ENEM 2016 - 2ª Aplicação - Caminhos para combater o racismo no Brasil

Enviada em 23/10/2025

No contexto social vigente, observa-se que o racismo ainda constitui uma ferida aberta na estrutura brasileira, perpetuando desigualdades históricas e comprometendo a efetivação dos direitos humanos. Apesar de avanços legais e sociais, como a criminalização do preconceito racial, o país ainda reproduz práticas discriminatórias herdadas do período escravocrata, que impedem a plena integração da população negra. Diante disso, é necessário discutir os desafios que envolvem a permanência do racismo estrutural e a insuficiente eficácia das políticas de combate à discriminação.

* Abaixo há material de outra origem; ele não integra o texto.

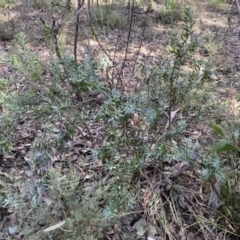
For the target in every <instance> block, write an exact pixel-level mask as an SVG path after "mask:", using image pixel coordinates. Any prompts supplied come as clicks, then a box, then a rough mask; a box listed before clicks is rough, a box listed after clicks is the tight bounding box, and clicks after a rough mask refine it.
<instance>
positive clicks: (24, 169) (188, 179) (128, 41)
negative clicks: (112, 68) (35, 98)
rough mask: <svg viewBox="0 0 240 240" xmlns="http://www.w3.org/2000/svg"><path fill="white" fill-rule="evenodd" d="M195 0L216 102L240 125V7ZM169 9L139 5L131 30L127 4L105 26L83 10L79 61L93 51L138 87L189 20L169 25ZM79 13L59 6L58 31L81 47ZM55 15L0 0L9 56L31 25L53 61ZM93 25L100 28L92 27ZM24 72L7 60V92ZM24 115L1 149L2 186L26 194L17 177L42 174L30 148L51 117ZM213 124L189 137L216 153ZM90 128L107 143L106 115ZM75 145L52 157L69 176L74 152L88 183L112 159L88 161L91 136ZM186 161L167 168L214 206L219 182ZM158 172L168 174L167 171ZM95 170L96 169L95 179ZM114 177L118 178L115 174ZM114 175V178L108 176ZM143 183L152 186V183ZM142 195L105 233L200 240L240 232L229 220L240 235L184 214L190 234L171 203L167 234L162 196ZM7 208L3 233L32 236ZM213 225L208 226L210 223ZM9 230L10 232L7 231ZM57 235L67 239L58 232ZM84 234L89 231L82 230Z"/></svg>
mask: <svg viewBox="0 0 240 240" xmlns="http://www.w3.org/2000/svg"><path fill="white" fill-rule="evenodd" d="M182 2H183V1H182ZM190 2H191V1H190ZM190 2H189V3H187V1H184V3H182V7H185V5H186V6H188V5H190V6H191V8H192V10H193V13H194V15H193V16H194V21H195V25H194V37H195V38H196V40H197V41H198V43H199V47H198V49H197V52H196V53H195V57H196V59H203V60H207V61H209V62H211V63H214V65H215V68H216V71H215V72H214V74H213V75H212V79H211V81H213V82H214V83H216V89H215V91H216V92H215V94H216V97H215V99H216V102H219V103H224V104H226V105H227V106H228V109H227V110H226V109H224V110H223V112H224V113H221V116H222V115H224V117H223V118H222V119H221V121H222V122H223V121H224V120H225V119H228V120H229V119H234V120H233V121H234V123H235V124H236V125H238V124H239V122H238V121H237V120H236V119H237V118H238V117H237V116H239V113H240V112H239V111H240V102H239V101H238V99H237V98H236V95H237V94H238V93H239V92H240V81H239V74H240V57H239V56H240V41H239V40H240V27H239V13H238V11H237V7H236V6H231V5H227V4H224V5H223V7H222V8H218V7H214V6H211V5H210V4H209V3H206V2H207V1H201V2H200V3H190ZM161 9H164V4H159V5H157V7H156V8H154V7H153V8H147V5H139V6H138V7H136V8H135V9H134V12H132V13H133V22H132V29H131V34H130V35H129V24H128V23H129V18H130V17H131V12H130V10H131V9H128V8H127V7H126V6H123V7H122V8H118V10H117V11H119V12H120V19H119V15H117V16H113V17H112V19H110V21H111V20H112V21H113V22H108V21H109V20H108V19H104V21H103V24H102V26H101V24H100V26H99V25H97V23H93V26H89V24H87V17H86V15H85V13H84V12H83V13H81V14H80V31H79V39H78V41H79V43H78V49H77V58H78V61H80V62H81V61H84V58H85V56H86V55H88V54H91V56H92V57H93V58H94V60H95V61H96V62H97V63H98V65H99V66H98V68H99V69H100V70H99V75H100V77H101V79H102V81H103V82H104V84H105V85H106V86H109V87H110V88H113V86H115V87H117V88H119V89H120V88H121V91H122V94H123V95H128V94H129V95H131V94H134V93H138V92H139V91H140V89H141V84H142V82H141V81H142V80H141V79H142V73H141V66H142V63H143V62H144V61H146V62H148V64H149V65H155V64H156V63H157V62H158V59H159V56H161V54H163V52H164V51H165V50H166V48H167V45H168V43H169V31H177V29H178V28H180V26H181V21H180V22H177V23H176V24H174V25H172V24H163V23H162V22H161V21H157V20H156V19H157V17H158V16H159V11H161ZM73 16H74V15H71V16H69V17H68V19H64V20H62V19H60V18H59V14H58V13H55V15H54V18H56V19H57V22H58V23H60V24H62V23H64V24H63V25H61V27H60V32H59V33H58V37H59V44H60V46H65V47H66V49H67V51H69V52H73V48H74V40H73V39H74V34H73V31H74V24H73V21H71V20H72V17H73ZM48 17H49V16H48V13H47V12H41V10H40V9H39V8H37V7H34V6H31V5H29V6H24V5H23V4H20V5H17V4H13V5H11V7H10V6H6V7H3V6H2V7H0V20H1V23H0V56H1V59H4V58H5V56H10V55H12V54H13V42H14V40H13V39H14V35H16V34H17V33H19V32H20V31H23V32H24V33H25V34H26V35H27V36H28V38H29V41H28V46H29V48H30V49H31V50H32V52H34V53H36V55H37V56H39V58H41V60H42V61H44V62H45V63H47V64H48V62H49V63H50V56H49V48H48V47H47V44H46V42H45V37H44V24H43V23H42V21H41V19H42V20H43V21H46V22H47V21H48ZM93 29H94V33H93V32H92V30H93ZM103 49H104V51H103ZM109 58H111V59H112V62H114V65H115V66H117V67H116V69H118V70H119V71H120V72H121V82H118V77H117V74H118V72H117V71H113V70H112V69H111V68H106V67H105V65H106V64H107V65H108V64H109ZM109 75H111V77H109ZM18 77H21V75H18V73H16V72H15V70H14V68H13V67H12V66H11V65H10V64H9V63H6V61H3V60H2V61H1V60H0V91H3V89H4V88H5V85H4V84H5V81H6V80H9V81H10V80H11V79H12V78H18ZM43 78H44V79H45V80H46V81H51V75H50V74H49V73H47V74H45V73H43ZM1 82H2V83H1ZM23 86H24V79H19V84H13V85H12V86H11V89H10V91H12V92H15V91H19V90H21V91H24V87H23ZM77 97H78V96H77ZM91 97H92V98H98V99H100V100H99V101H100V103H99V105H100V106H101V104H102V102H104V101H105V99H104V96H99V95H94V93H93V95H92V96H91ZM0 100H1V99H0ZM78 100H79V99H78ZM80 100H81V99H80ZM82 102H83V101H82ZM80 103H81V102H80ZM0 104H1V105H0V114H1V115H4V114H5V113H6V109H5V106H4V103H2V102H1V101H0ZM98 108H99V106H98V105H97V106H96V109H94V110H93V111H92V112H93V113H92V114H93V115H94V114H95V113H94V111H98ZM214 114H216V113H214ZM69 117H71V116H69ZM211 117H212V118H215V117H216V116H213V115H212V116H211ZM176 118H177V119H181V118H183V116H182V113H181V111H180V110H179V111H177V112H176ZM216 118H217V117H216ZM19 119H21V120H19V122H18V124H17V125H16V127H15V128H14V131H13V132H11V133H10V134H9V136H10V137H11V141H12V146H13V147H12V149H11V151H10V152H9V153H5V154H2V155H0V189H1V185H2V184H3V182H4V183H6V184H7V186H10V185H11V186H13V185H14V187H13V188H15V190H16V193H18V194H19V192H20V194H23V193H22V192H21V190H19V189H20V188H19V187H18V184H17V183H16V182H19V181H22V182H24V181H27V180H28V179H29V178H34V176H33V175H34V174H36V171H35V170H34V171H33V170H32V169H31V167H29V158H30V156H29V152H30V149H31V148H32V146H33V142H34V140H35V138H36V137H37V136H38V135H39V134H40V133H39V132H41V131H42V128H43V125H44V123H41V122H38V121H35V120H34V119H29V118H28V117H25V116H19ZM176 121H177V120H176ZM221 121H220V122H221ZM61 124H62V123H61V122H58V123H55V125H54V132H55V133H56V134H57V133H58V132H59V131H60V129H61V127H62V125H61ZM161 124H162V129H164V128H166V125H167V118H166V119H163V121H162V123H161ZM211 125H212V123H211V119H209V121H206V120H204V121H200V120H199V121H196V120H191V121H188V127H187V129H186V131H185V136H187V137H188V138H190V139H192V140H193V141H195V142H200V143H201V145H202V146H204V151H206V152H210V151H211V149H212V148H213V145H214V144H215V143H216V141H217V136H216V134H215V133H214V132H213V130H212V128H211ZM89 131H90V132H91V134H92V136H94V138H95V143H96V144H97V145H98V147H99V148H101V145H102V144H104V141H105V136H106V130H105V128H104V124H103V123H101V122H100V123H89V125H88V128H87V129H86V128H85V129H84V128H83V127H79V132H81V135H83V136H86V135H87V134H88V132H89ZM172 141H175V140H172ZM177 141H178V140H177ZM0 146H1V145H0ZM67 147H68V152H67V153H66V152H65V153H64V154H63V155H59V153H58V151H57V149H56V151H55V155H54V156H51V157H52V162H51V167H52V166H53V167H54V168H56V169H61V172H63V173H66V175H67V173H68V172H69V171H70V170H69V169H70V167H69V165H68V164H65V163H63V159H67V158H69V157H70V158H72V165H71V164H70V165H71V166H72V167H74V168H76V169H77V170H76V171H79V172H80V173H82V172H84V173H83V175H84V180H81V181H82V182H84V181H86V182H87V181H88V179H92V175H93V173H92V172H93V171H95V172H101V171H102V168H103V165H104V163H103V161H100V160H98V161H95V162H94V164H93V163H92V162H91V160H89V161H87V163H86V161H85V160H84V159H83V158H82V157H79V155H81V154H82V155H84V157H85V155H86V151H88V149H90V148H91V147H93V146H92V144H91V141H90V140H89V141H87V140H86V139H84V137H81V136H80V137H79V136H74V138H73V140H72V141H70V142H68V146H67ZM46 165H47V166H46ZM90 165H91V168H90V167H89V166H90ZM184 166H185V165H184V164H183V165H181V164H180V165H179V164H175V165H174V166H168V168H165V172H166V171H167V170H168V171H175V170H176V171H177V178H176V179H175V178H174V179H172V182H171V184H172V185H174V184H173V183H175V184H176V185H177V184H178V183H179V179H178V177H180V178H183V180H182V181H183V182H184V183H182V182H181V184H183V185H184V187H185V188H188V189H189V191H192V192H195V193H196V195H198V197H197V199H198V201H199V202H201V204H202V206H203V205H204V206H206V208H207V209H208V207H210V206H209V205H211V203H209V202H211V201H210V200H209V198H210V195H211V194H209V192H207V191H210V190H211V188H209V187H206V186H203V185H202V184H200V183H199V182H198V181H197V178H196V177H195V174H196V173H197V170H194V171H191V169H187V168H186V170H185V171H184V170H183V171H184V172H181V170H180V171H179V168H180V169H183V168H184ZM174 167H175V168H176V169H175V170H174V169H173V168H174ZM46 168H49V165H48V164H46V162H45V161H44V160H43V161H42V165H41V163H40V164H39V169H40V171H46ZM152 168H154V167H153V166H151V167H150V166H148V167H146V168H145V169H144V171H145V174H146V175H149V176H150V175H151V177H149V179H150V180H151V181H155V183H154V184H153V185H154V187H155V188H157V186H158V185H159V183H158V181H159V178H158V177H156V173H155V172H154V171H153V169H152ZM153 172H154V173H153ZM158 173H159V174H160V172H158ZM95 177H96V176H95V175H94V178H95ZM109 178H111V177H110V176H109ZM1 179H2V180H1ZM149 179H148V180H149ZM89 181H90V180H89ZM94 181H97V180H94ZM94 181H93V182H94ZM107 181H110V180H109V179H108V180H107ZM13 183H14V184H13ZM84 184H85V183H84ZM142 185H143V186H145V185H144V184H142ZM9 188H10V187H9ZM11 188H12V187H11ZM158 188H159V189H161V188H163V186H161V187H159V186H158ZM25 191H26V192H28V191H29V190H27V189H25ZM141 194H142V196H140V199H141V200H142V202H141V204H142V205H141V206H136V208H135V209H134V214H133V215H131V216H130V214H129V215H128V214H126V215H127V216H126V217H123V218H122V219H121V221H120V222H119V223H118V224H115V225H114V226H112V228H110V229H108V231H106V230H104V231H103V233H104V234H103V235H104V237H105V239H114V240H118V239H148V240H160V239H168V238H169V239H189V240H190V239H192V240H193V239H217V238H216V236H218V239H239V238H240V236H239V234H240V232H239V230H236V229H233V227H232V226H231V224H230V223H229V222H225V223H223V224H226V225H228V224H229V228H228V229H231V231H232V233H233V234H230V235H227V234H228V233H229V232H231V231H230V230H229V232H228V233H227V232H226V231H224V230H223V231H222V232H221V231H218V232H217V233H212V235H210V234H209V233H207V231H205V230H201V231H200V230H198V228H200V227H199V226H201V224H199V226H198V227H195V226H194V225H195V221H194V220H192V219H188V220H186V218H185V219H184V220H182V225H183V226H184V227H183V228H184V230H186V229H187V230H188V231H187V233H185V232H184V234H183V229H179V228H178V227H177V224H176V222H177V221H178V218H179V216H174V214H173V212H174V211H173V210H172V209H171V204H169V206H170V207H169V209H167V210H166V213H167V214H168V213H169V216H167V221H168V223H169V229H170V231H171V233H167V234H166V233H163V232H164V231H163V232H161V231H160V230H159V229H160V227H159V223H158V222H157V221H155V222H154V220H153V219H152V218H151V217H152V215H154V214H155V213H154V211H155V210H154V209H153V207H154V206H155V205H154V204H156V202H154V203H153V202H152V201H153V200H152V198H153V195H152V192H151V191H149V189H147V188H144V187H143V188H142V193H141ZM141 194H140V195H141ZM163 195H164V193H163ZM164 196H165V195H164ZM4 198H5V195H4V197H3V196H2V197H1V199H0V201H1V200H3V199H4ZM42 199H43V201H44V202H45V203H46V205H48V204H49V205H50V204H51V203H49V202H51V201H53V200H52V199H51V197H49V196H44V197H42ZM165 199H166V202H171V200H170V197H169V198H168V197H167V196H165ZM187 199H188V201H189V202H190V201H192V204H193V205H192V206H194V207H196V209H195V210H196V212H197V211H198V210H199V209H198V206H197V203H196V200H195V202H194V200H193V199H191V197H190V196H187V194H186V195H185V201H187ZM193 202H194V203H193ZM151 204H152V206H151ZM201 204H200V205H201ZM153 205H154V206H153ZM180 205H181V204H180ZM181 207H182V210H181V211H184V209H185V208H184V206H181ZM144 208H146V209H147V210H146V212H145V215H144V214H142V212H144V210H142V209H144ZM188 210H189V209H188ZM0 211H1V214H0V227H1V231H2V232H3V237H2V236H1V239H10V237H11V238H12V239H31V237H30V238H27V237H25V238H24V237H22V236H20V234H19V232H16V233H15V232H14V230H13V229H15V228H14V227H15V226H16V225H17V223H16V222H17V220H16V218H17V217H18V215H17V214H16V213H15V212H14V210H12V209H11V208H9V209H8V208H7V207H6V205H4V204H3V205H1V206H0ZM29 211H30V209H29ZM181 211H180V212H181ZM199 211H200V210H199ZM206 211H211V214H212V216H213V217H214V216H216V218H215V219H217V218H218V213H219V209H218V208H217V207H213V206H211V210H209V209H208V210H206ZM138 212H141V214H138ZM204 214H205V213H203V215H204ZM29 215H30V213H29ZM143 215H144V217H143ZM174 218H176V219H174ZM143 219H144V220H143ZM14 222H15V223H14ZM163 225H164V224H163ZM203 225H204V224H203ZM206 225H207V224H206ZM238 226H239V224H238ZM151 227H152V228H154V230H153V231H151V230H150V228H151ZM205 227H206V228H207V226H205ZM44 228H46V226H44ZM141 228H147V229H148V231H141ZM239 228H240V226H239ZM166 229H167V228H166V227H164V230H165V231H166ZM203 229H204V227H203ZM235 230H236V231H235ZM11 231H13V232H11ZM19 231H21V230H19ZM210 232H211V231H210ZM224 234H226V235H224ZM7 235H8V237H9V238H7V237H6V236H7ZM166 236H168V237H166ZM171 236H172V238H171ZM225 236H228V237H225ZM184 237H185V238H184ZM32 239H33V238H32ZM36 239H37V238H36ZM49 239H50V238H49ZM54 239H61V238H60V237H59V236H55V238H54ZM69 239H70V238H69ZM72 239H74V238H72ZM79 239H86V238H81V237H80V238H79ZM89 239H90V238H89ZM91 239H93V238H91Z"/></svg>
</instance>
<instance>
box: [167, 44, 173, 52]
mask: <svg viewBox="0 0 240 240" xmlns="http://www.w3.org/2000/svg"><path fill="white" fill-rule="evenodd" d="M167 50H168V51H169V52H170V53H173V52H174V48H173V47H172V46H171V45H167Z"/></svg>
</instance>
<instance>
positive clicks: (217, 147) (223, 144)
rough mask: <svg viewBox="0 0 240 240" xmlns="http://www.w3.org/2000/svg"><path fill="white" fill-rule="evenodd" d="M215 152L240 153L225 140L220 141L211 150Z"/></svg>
mask: <svg viewBox="0 0 240 240" xmlns="http://www.w3.org/2000/svg"><path fill="white" fill-rule="evenodd" d="M213 150H214V151H216V152H223V151H240V148H238V147H237V146H234V145H233V144H231V143H230V142H229V141H228V140H226V139H221V140H220V141H219V142H218V143H217V145H216V146H215V147H214V148H213Z"/></svg>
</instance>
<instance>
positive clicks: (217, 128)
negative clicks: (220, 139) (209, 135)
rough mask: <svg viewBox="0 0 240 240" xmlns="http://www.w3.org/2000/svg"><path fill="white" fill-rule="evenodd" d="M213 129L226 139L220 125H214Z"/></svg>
mask: <svg viewBox="0 0 240 240" xmlns="http://www.w3.org/2000/svg"><path fill="white" fill-rule="evenodd" d="M212 128H213V130H214V131H215V132H216V133H217V134H219V135H220V136H222V137H225V134H224V132H223V129H222V127H221V126H219V125H217V124H213V125H212Z"/></svg>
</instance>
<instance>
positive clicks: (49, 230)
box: [43, 220, 66, 232]
mask: <svg viewBox="0 0 240 240" xmlns="http://www.w3.org/2000/svg"><path fill="white" fill-rule="evenodd" d="M65 222H66V221H65V220H64V221H62V222H60V223H57V224H55V225H53V226H51V227H48V228H46V229H44V230H43V232H50V231H53V230H55V229H58V228H60V227H61V226H63V225H64V224H65Z"/></svg>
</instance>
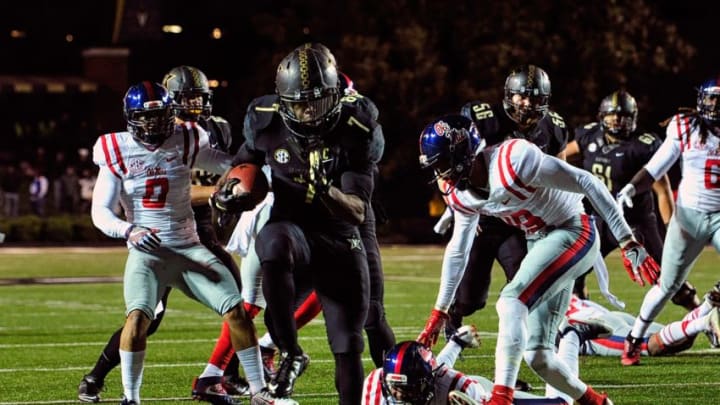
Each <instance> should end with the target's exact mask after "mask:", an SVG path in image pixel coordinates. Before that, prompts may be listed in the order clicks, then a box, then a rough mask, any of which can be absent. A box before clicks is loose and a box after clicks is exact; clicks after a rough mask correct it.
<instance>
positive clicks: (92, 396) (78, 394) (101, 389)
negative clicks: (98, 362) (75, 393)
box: [78, 374, 105, 402]
mask: <svg viewBox="0 0 720 405" xmlns="http://www.w3.org/2000/svg"><path fill="white" fill-rule="evenodd" d="M104 385H105V384H104V382H103V381H98V380H97V379H96V378H95V376H93V375H92V374H86V375H84V376H83V379H82V380H80V385H78V399H79V400H80V402H100V391H103V387H104Z"/></svg>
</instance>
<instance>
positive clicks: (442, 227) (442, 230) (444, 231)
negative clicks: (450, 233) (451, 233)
mask: <svg viewBox="0 0 720 405" xmlns="http://www.w3.org/2000/svg"><path fill="white" fill-rule="evenodd" d="M452 220H453V215H452V208H450V207H447V208H445V212H443V214H442V216H441V217H440V219H439V220H438V222H437V223H436V224H435V226H434V227H433V231H435V233H437V234H438V235H445V233H446V232H447V230H448V229H450V227H451V226H452Z"/></svg>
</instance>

É primordial ressaltar que o racismo no Brasil não se limita a atitudes individuais, mas se manifesta de forma estrutural. O antropólogo Darcy Ribeiro já apontava que a sociedade brasileira falhou em concretizar seu ideal de democracia racial, mantendo o negro em posição de subalternidade econômica e social. Essa herança histórica se reflete nos altos índices de desemprego, violência e exclusão educacional que ainda afetam a população negra. Assim, o preconceito não é um desvio isolado, mas um produto de estruturas que privilegiam determinados grupos em detrimento de outros.

Ademais, embora existam leis e políticas afirmativas, como as cotas raciais e a Lei nº 7.716/1989, ainda há resistência social e falta de conscientização sobre sua importância. Ações isoladas não bastam para reverter séculos de desigualdade se não vierem acompanhadas de educação antirracista, representatividade nos meios de comunicação e fortalecimento de políticas públicas permanentes. O combate ao racismo exige, portanto, um compromisso coletivo que vá além da punição: deve transformar mentalidades.

Portanto, o Ministério da Educação, em parceria com as secretarias estaduais, deve implementar, ao longo do ano letivo, programas de formação docente e campanhas escolares sobre igualdade racial, de modo a promover o pensamento crítico e reduzir práticas discriminatórias no ambiente escolar e social. Assim, será possível construir uma nação verdadeiramente democrática, onde a cor da pele não determine oportunidades, mas a pluralidade seja celebrada como parte essencial da identidade brasileira.